1 15 oz can chickpeas
1/3 cup tahini
Juice from 1 lemon (3 Tbsp if you cheat like I did and just used bottle lemon juice)
2 cloves garlic, crushed
1/2 tsp sea salt
2 Tbsp water
1-2 Tbsp olive oil
1. Drain and rinse the chickpeas and set aside. It is often recommended you peel all the little skins off the chickpeas but I'll be danged if I ever bother and it is still SUPER creamy.
2. Combine the tahini and the lemon juice in a blender or food processor and blend until smooth and frothy. THIS IS THE KEY TO GETTING IT CREAMY. You have to combine these 2 ingredients first, essentially whip the tahini, or it just won't be as creamy. Trust me, I didn't believe it until I tried it and it makes a huge difference in texture.

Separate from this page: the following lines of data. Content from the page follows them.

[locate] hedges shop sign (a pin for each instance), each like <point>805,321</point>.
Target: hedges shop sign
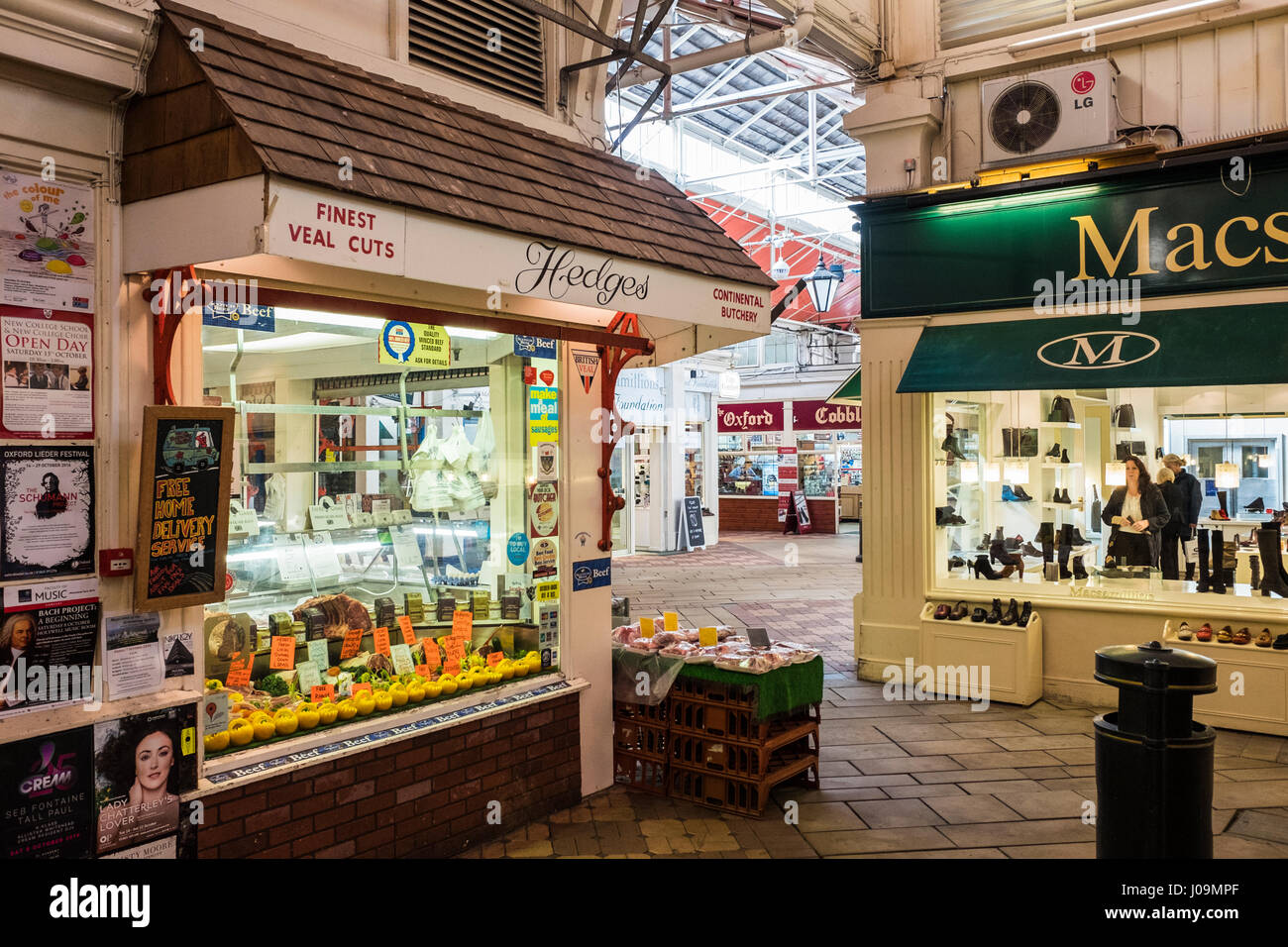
<point>750,416</point>
<point>342,231</point>
<point>819,415</point>
<point>1173,231</point>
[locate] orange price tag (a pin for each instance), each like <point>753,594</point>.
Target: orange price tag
<point>282,657</point>
<point>463,624</point>
<point>408,634</point>
<point>239,671</point>
<point>456,650</point>
<point>352,643</point>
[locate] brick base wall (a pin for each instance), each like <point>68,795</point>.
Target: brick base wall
<point>420,796</point>
<point>755,514</point>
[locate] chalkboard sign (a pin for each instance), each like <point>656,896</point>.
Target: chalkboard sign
<point>691,523</point>
<point>185,470</point>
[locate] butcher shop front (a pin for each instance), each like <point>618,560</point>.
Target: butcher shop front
<point>406,650</point>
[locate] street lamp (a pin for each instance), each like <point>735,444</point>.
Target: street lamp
<point>822,285</point>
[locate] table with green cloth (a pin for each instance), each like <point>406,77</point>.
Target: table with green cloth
<point>780,690</point>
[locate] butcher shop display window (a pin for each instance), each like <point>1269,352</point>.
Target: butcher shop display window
<point>394,541</point>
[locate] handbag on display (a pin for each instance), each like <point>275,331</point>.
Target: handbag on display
<point>1124,416</point>
<point>1061,410</point>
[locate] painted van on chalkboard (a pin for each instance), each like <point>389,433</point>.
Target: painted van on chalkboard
<point>189,449</point>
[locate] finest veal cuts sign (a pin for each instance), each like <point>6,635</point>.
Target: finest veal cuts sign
<point>183,506</point>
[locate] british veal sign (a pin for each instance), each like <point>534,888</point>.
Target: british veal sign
<point>1160,231</point>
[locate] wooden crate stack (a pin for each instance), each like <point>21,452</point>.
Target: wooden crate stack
<point>722,757</point>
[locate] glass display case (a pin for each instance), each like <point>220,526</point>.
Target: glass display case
<point>394,543</point>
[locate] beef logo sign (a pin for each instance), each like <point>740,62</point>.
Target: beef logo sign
<point>183,506</point>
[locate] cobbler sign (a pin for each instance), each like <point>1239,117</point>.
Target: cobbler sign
<point>750,416</point>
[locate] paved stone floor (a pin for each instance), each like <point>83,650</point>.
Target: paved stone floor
<point>900,779</point>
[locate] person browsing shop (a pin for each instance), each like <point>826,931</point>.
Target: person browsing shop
<point>1137,514</point>
<point>1192,491</point>
<point>1171,536</point>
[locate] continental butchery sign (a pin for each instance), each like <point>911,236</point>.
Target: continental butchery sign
<point>750,416</point>
<point>819,415</point>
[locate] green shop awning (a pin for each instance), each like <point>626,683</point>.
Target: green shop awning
<point>1219,346</point>
<point>850,390</point>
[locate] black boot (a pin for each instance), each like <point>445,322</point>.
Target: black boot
<point>1205,581</point>
<point>1218,560</point>
<point>1267,543</point>
<point>1065,549</point>
<point>1046,534</point>
<point>1080,571</point>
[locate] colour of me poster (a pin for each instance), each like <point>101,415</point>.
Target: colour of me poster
<point>142,764</point>
<point>46,796</point>
<point>47,519</point>
<point>47,644</point>
<point>47,243</point>
<point>48,363</point>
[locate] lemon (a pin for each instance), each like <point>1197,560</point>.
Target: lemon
<point>308,715</point>
<point>286,722</point>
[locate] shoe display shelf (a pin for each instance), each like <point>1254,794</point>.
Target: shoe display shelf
<point>1252,684</point>
<point>1012,652</point>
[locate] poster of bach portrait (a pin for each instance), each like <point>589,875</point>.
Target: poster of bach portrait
<point>48,363</point>
<point>47,514</point>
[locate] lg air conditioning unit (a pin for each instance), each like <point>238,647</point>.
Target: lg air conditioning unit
<point>1050,114</point>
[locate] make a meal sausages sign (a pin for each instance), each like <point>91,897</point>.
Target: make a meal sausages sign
<point>183,506</point>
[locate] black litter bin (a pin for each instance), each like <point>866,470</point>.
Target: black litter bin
<point>1153,762</point>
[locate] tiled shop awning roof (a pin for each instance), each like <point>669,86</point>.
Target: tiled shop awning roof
<point>301,112</point>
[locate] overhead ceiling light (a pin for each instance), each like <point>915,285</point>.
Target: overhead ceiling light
<point>822,285</point>
<point>1078,33</point>
<point>295,342</point>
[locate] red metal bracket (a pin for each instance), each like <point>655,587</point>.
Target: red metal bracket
<point>614,359</point>
<point>167,312</point>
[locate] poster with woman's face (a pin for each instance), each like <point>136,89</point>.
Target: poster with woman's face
<point>47,521</point>
<point>142,764</point>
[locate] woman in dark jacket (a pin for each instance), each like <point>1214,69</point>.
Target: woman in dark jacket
<point>1175,531</point>
<point>1137,514</point>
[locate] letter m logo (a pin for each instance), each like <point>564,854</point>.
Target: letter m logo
<point>1082,348</point>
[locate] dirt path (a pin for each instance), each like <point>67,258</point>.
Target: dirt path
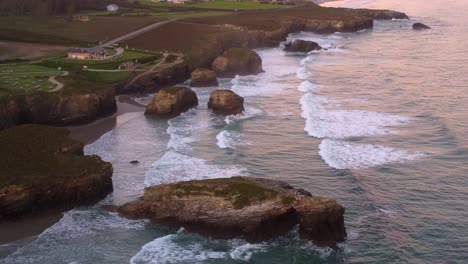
<point>162,64</point>
<point>135,33</point>
<point>59,84</point>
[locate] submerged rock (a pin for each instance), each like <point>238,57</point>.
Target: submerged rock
<point>300,45</point>
<point>42,168</point>
<point>237,61</point>
<point>254,209</point>
<point>203,78</point>
<point>172,101</point>
<point>226,102</point>
<point>420,26</point>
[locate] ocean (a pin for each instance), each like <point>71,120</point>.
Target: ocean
<point>377,120</point>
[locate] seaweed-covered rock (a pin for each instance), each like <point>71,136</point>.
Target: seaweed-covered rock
<point>420,26</point>
<point>299,45</point>
<point>203,78</point>
<point>226,102</point>
<point>172,101</point>
<point>42,168</point>
<point>237,61</point>
<point>255,209</point>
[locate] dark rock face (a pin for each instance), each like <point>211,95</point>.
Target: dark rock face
<point>172,101</point>
<point>251,208</point>
<point>420,26</point>
<point>300,45</point>
<point>203,78</point>
<point>56,176</point>
<point>226,102</point>
<point>60,109</point>
<point>237,61</point>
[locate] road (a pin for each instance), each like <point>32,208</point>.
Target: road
<point>135,33</point>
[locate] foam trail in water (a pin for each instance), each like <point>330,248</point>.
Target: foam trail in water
<point>173,167</point>
<point>345,155</point>
<point>185,248</point>
<point>323,122</point>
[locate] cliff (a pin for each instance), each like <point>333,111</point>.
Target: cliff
<point>42,168</point>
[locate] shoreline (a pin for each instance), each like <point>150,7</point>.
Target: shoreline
<point>29,227</point>
<point>89,133</point>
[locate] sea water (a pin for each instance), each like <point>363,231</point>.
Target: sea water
<point>378,120</point>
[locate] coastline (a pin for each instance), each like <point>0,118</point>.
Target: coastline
<point>89,133</point>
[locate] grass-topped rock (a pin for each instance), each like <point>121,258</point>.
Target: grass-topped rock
<point>237,61</point>
<point>255,209</point>
<point>42,168</point>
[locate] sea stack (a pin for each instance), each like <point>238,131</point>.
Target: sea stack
<point>254,209</point>
<point>203,78</point>
<point>237,61</point>
<point>226,102</point>
<point>172,101</point>
<point>420,26</point>
<point>299,45</point>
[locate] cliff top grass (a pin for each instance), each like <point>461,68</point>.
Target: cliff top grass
<point>33,153</point>
<point>240,191</point>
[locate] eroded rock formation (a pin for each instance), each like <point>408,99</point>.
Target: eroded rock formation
<point>251,208</point>
<point>299,45</point>
<point>203,78</point>
<point>237,61</point>
<point>226,102</point>
<point>42,169</point>
<point>172,101</point>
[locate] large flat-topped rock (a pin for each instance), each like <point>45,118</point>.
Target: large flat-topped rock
<point>255,209</point>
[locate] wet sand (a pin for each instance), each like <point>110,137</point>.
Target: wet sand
<point>92,132</point>
<point>15,234</point>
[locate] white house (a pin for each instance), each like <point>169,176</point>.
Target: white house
<point>112,8</point>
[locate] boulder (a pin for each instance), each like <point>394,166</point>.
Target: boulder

3. Add the garlic and salt and blend again.
4. Now add in the chickpeas, about 1/3 of the can at a time, and water. Blend until smooth. Scrap down the sides of the blender and push the chickpeas down as needed. Once you've got all the chickpeas blended in, add the olive oil and turn on the blender and just leave it for a few minutes (although don't blow your motor).
5. Garnish with extra chopped garlic, olive oil, paprika, even pine nuts or slivers of roasted red peppers (yum!). Eat it with pita chips, pita bread, tortilla chips, wheat crackers, or even spread on toasted whole wheat English muffins. Its great on veggie sandwiches and falafel sandwiches/wraps.